Slow release fertilizers

Boyce Tankersley btankers@chicagobotanic.org
Thu, 19 Feb 2004 06:03:01 PST
Hi Kathy:

I'm working off of memory here. I believe this is the way these fertilizers work, but wouldn't swear to it.

Osmocote is a pelleted timed release fertilizer. The coating varies in thickness. The coating is dissolved (perhaps not the correct technical term) through the interaction of moisture and microbes. Because microbes respond to temperature, the higher the temperature the quicker the release rate. Likewise, the warmer the water the more rapidly the coating dissolves.

We discovered this when using Osmocote to fertilize some high value ornamental plantings in Texas. The fertilizer seemed to 'run out' before the labeled date. As it turned out, this was not really a problem. Plants also increase metabolic rates during periods of high temperature when moisture is not a limiting factor and so can effectively utilize larger amounts of fertilizer, particularly nitrogen - particularly for plants grown in full sun.
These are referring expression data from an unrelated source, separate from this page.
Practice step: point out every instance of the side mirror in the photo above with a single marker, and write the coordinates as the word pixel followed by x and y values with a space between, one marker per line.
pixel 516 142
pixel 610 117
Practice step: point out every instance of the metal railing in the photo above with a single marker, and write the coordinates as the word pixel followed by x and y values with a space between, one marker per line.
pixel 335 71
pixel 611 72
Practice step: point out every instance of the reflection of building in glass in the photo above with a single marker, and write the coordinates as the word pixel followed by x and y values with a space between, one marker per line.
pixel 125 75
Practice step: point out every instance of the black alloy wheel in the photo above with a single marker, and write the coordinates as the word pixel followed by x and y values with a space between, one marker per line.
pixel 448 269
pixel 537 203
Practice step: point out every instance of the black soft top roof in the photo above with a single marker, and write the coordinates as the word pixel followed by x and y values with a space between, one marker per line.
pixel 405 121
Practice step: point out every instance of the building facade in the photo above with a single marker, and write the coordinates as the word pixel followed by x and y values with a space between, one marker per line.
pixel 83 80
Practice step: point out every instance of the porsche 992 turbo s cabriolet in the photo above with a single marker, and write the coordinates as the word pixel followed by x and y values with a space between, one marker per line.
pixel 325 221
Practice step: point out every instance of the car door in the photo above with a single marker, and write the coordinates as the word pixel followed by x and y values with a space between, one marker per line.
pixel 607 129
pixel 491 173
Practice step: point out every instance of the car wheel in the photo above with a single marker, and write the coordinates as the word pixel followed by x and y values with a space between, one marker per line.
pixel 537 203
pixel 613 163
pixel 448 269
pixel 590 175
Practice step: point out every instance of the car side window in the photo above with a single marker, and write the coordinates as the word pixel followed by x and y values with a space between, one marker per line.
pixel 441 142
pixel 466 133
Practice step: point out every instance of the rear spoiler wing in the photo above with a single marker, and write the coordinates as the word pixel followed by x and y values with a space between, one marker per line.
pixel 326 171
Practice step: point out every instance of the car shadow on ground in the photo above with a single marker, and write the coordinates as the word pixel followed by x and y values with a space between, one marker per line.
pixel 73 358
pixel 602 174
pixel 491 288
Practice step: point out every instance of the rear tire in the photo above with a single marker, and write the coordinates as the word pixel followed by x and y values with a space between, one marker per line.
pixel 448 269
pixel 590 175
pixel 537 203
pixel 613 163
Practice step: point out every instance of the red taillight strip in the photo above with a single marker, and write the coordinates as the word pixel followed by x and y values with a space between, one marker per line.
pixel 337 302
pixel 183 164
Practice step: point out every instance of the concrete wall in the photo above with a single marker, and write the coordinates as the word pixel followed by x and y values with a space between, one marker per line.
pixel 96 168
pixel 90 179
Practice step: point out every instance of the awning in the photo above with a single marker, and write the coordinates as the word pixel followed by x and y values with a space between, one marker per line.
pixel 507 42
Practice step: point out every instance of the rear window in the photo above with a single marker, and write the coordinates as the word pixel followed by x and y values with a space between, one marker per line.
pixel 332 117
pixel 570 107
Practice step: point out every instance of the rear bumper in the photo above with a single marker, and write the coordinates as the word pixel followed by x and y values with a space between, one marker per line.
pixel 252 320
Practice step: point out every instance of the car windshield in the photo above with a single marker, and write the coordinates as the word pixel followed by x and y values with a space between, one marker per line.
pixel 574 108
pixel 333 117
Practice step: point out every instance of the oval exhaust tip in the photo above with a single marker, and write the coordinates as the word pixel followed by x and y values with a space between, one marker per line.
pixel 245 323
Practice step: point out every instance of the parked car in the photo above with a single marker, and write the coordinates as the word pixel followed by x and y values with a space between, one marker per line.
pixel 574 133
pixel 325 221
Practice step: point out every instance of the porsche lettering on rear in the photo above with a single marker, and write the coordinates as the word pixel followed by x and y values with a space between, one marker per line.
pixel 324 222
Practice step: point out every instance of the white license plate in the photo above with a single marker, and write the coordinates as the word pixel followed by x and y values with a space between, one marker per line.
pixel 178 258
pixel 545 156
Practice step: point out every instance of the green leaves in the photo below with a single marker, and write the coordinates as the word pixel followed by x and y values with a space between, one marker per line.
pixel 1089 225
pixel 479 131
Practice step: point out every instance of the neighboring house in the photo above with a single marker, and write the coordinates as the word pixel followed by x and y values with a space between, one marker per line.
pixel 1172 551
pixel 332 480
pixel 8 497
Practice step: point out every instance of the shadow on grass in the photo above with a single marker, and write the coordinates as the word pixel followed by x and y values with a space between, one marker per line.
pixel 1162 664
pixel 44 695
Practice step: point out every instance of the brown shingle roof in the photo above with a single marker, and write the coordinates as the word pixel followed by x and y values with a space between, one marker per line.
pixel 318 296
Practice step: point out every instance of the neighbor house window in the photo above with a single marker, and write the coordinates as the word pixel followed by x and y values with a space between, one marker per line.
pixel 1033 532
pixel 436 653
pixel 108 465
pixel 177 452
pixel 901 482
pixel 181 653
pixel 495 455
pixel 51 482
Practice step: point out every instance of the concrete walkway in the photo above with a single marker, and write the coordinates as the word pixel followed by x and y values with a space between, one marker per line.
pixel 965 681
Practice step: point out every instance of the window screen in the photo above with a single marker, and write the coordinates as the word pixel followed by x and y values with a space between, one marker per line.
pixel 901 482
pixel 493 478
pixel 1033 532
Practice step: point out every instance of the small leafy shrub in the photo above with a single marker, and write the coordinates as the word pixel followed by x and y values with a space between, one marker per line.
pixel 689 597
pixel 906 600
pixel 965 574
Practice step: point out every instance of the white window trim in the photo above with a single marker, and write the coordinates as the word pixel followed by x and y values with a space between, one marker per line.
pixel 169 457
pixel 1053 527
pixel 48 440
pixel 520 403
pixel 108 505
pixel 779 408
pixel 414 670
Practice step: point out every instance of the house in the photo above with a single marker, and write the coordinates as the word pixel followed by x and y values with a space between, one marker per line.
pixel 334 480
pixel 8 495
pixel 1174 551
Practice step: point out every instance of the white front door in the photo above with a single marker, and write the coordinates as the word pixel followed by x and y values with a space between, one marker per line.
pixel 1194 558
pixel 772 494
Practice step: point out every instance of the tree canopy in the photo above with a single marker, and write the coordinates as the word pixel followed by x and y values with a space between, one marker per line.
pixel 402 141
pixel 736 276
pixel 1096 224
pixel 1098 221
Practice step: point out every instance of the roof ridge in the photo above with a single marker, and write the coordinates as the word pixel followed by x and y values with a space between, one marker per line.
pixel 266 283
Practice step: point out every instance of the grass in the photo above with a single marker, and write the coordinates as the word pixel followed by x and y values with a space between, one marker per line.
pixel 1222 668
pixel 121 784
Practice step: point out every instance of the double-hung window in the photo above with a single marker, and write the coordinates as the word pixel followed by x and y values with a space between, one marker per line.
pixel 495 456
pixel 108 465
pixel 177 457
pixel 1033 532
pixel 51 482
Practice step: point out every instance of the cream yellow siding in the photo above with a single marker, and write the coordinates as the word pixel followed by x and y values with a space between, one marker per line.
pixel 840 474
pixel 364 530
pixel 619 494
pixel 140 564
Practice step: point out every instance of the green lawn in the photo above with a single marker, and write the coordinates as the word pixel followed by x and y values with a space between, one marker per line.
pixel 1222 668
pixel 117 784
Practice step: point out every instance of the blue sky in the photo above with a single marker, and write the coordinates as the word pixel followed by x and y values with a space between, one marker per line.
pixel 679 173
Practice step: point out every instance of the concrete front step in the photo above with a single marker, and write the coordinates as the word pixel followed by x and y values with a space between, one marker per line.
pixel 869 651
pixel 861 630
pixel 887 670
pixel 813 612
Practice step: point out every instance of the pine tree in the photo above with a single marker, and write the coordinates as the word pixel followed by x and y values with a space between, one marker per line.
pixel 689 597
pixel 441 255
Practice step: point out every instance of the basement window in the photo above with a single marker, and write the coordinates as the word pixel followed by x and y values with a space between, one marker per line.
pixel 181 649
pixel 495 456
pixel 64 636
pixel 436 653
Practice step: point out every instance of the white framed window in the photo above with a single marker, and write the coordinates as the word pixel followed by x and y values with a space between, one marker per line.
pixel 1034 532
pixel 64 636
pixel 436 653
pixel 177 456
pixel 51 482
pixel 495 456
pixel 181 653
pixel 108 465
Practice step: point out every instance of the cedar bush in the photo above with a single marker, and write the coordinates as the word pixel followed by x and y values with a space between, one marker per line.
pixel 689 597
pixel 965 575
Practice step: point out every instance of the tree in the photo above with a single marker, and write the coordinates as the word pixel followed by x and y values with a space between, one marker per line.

We switched to a longer lasting formulation (12 month I think) in order to supply the ornamentals with the 9 months of fertilizer they needed.

Never observed any toxicity.

Boyce Tankersley
btankers@chicagobotanic.org


-----Original Message-----
From: Kathy Stokmanis [mailto:vikingdoc@earthlink.net]
Sent: Thursday, February 19, 2004 12:41 AM
To: pbs@lists.ibiblio.org
Subject: [pbs] Slow release fertilizers


Hello, all

Some time ago someone referred to a previous discussion years ago (possibly through IBS?)concerning Osmocote and similar slow release fertilizers.  I have been unable to find it in the archives.  Can anyone recall the date or answer the question that the brief mention tantalized me with:  what did the research indicate about heat and it's effect on this type of fertilizer?  If this rather garbled message rings a bell for anyone, please let me know.  I need to fertilize some bulbs.

Thanks,
Kathy S.

It's rained 9 inches here since Sunday.  Daffodils are starting to bloom as are Iris reticulata.  Zone 8/9, Sierra foothills, Northern California, wet in winter, very dry and hot in summer.